D. G. D. Davidson is an archaeologist, librarian, and magical girl enthusiast. He is the author of the JAKE AND THE DYNAMO series, featuring the madcap adventures of the luckless Jake Blatowski and the surly Pretty Dynamo.
Davidson makes his home in various places throughout the Midwest, where he pops up at unexpected time and in unexpected places to deliver extemporaneous pontifications on Cardcaptor Sakura or Magical Girl Lyrical Nanoha. He is excessively fond of cheese and flavored whiskey, and he blogs on occasion at www.deusexmagicalgirl.com.

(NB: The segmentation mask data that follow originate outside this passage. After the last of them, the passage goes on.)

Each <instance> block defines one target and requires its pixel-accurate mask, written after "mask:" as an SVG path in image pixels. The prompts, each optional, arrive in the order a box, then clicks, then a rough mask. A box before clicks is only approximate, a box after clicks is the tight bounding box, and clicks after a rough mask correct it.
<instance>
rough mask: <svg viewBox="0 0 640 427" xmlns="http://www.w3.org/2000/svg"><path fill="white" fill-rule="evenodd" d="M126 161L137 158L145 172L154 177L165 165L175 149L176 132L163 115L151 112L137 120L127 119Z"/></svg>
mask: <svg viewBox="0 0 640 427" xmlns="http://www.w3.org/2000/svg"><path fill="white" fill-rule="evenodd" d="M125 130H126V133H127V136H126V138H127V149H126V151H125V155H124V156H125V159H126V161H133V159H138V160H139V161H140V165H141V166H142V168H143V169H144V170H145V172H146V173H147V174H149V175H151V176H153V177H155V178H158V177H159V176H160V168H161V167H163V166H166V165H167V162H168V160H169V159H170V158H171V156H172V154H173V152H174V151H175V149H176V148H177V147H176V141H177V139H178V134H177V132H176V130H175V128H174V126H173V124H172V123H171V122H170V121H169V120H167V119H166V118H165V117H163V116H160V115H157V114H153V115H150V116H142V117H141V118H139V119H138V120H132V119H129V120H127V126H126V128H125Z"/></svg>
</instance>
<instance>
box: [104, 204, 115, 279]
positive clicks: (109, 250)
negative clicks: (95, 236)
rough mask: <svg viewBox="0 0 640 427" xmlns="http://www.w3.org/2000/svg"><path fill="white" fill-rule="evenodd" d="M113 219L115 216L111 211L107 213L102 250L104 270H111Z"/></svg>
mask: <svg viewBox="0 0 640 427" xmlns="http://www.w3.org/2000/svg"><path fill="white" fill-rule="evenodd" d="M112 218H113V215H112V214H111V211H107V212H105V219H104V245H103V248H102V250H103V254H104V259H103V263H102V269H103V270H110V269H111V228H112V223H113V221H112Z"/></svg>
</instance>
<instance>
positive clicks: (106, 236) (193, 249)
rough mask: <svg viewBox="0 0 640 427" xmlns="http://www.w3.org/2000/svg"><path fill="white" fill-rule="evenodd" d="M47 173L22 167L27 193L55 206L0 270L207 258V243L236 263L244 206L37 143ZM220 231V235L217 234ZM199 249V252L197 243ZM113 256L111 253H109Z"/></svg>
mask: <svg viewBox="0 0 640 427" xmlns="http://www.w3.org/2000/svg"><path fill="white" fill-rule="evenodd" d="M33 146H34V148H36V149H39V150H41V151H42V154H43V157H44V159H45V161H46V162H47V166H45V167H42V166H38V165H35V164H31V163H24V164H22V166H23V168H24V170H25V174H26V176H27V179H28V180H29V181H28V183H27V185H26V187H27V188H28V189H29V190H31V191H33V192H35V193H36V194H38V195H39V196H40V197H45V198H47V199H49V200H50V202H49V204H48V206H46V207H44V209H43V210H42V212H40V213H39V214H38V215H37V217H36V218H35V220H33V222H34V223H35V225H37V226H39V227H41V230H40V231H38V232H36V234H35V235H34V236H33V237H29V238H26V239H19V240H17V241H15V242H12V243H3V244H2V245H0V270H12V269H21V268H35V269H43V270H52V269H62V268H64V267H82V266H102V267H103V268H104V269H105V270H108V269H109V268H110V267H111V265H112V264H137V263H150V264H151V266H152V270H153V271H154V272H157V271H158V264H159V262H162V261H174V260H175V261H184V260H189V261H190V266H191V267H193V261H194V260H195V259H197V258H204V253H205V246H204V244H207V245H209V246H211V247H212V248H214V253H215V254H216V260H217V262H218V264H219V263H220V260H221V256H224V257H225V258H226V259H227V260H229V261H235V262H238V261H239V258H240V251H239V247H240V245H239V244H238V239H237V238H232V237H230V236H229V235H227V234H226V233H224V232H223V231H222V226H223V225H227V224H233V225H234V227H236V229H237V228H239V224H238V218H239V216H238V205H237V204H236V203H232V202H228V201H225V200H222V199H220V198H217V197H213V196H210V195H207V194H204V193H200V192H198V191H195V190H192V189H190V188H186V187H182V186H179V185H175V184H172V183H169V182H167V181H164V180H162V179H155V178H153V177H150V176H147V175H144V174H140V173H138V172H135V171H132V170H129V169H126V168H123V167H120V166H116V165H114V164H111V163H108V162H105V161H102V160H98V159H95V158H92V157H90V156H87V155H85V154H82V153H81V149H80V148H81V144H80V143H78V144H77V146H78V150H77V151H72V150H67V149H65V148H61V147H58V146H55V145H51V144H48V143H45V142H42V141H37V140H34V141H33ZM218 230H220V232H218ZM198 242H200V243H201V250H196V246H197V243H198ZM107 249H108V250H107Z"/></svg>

This is at once a loving tribute to magical girl anime and an insightful criticism. It is also hilarious. There are times when the laugh lines come so fast you can't catch your breath and other times when the insight is so deep you can feel it all the way inside you. The author is very familiar with his source material and understands the consequences of its tropes far more than the creators that develop it. Jake is very identifiable and you really feel for him. The central magical girls-- Pretty Dynamo, Card Collector Kasumi, and Grease Pencil Marionette-- are deep and well-drawn. You feel their triumphs and their pain. Things you took for granted are exposed from entirely new angles. But it is also rip-roaringly funny. The tale is barely begun and book 2 is nearing completion even as I write this. It cannot come too soon for me!
I did not expect to enjoy this book as much as I did. This is in the top five most unusual, good books I've ever read. At turns hilarious in a screwball way that evokes Mel Brooks at his best, surprisingly poignant, and deconstructionist without being destructive, if you can catch my meaning. Look, I'm a 46-year-old girl dad, with lots of memories of 80s and 90s anime, and while this deconstructed the magical girl genre (as well as other genres and pop culture works), it did it in a way that doesn't sneer at them or their audiences. It's an authentic love letter, while not shying away from the more questionable elements taken to their extreme absurd implications. The poignancy comes in a deft weaving in of moral and religious themes, adolescence, doomed war for survival and what's worth saving about humanity, and it means to be human. The author threads the needle between serious moments and yuk-yuk comedy in the same scene, in way the Thor movies only think they did. Recommended!
This novel maintains a very nice balance. The premise is that Earth is a battleground and that magical girls have been raised up to protect people. Jake is a young man who does not like magical girls and yet gets caught up with one as the story unfolds.
I was grinning throughout. I always like when the potential for an interesting premise is taken advantage of. This is well done here. Lots of room for laughs and an over-the-top running gag added to this. What I really liked was that this novel could be hilarious while also making fighting scenes meaningful. There are consequences and you come to care for the characters. This is something I rarely see. The battles are not just plot points.
So I definitely am looking forward to the next in the series.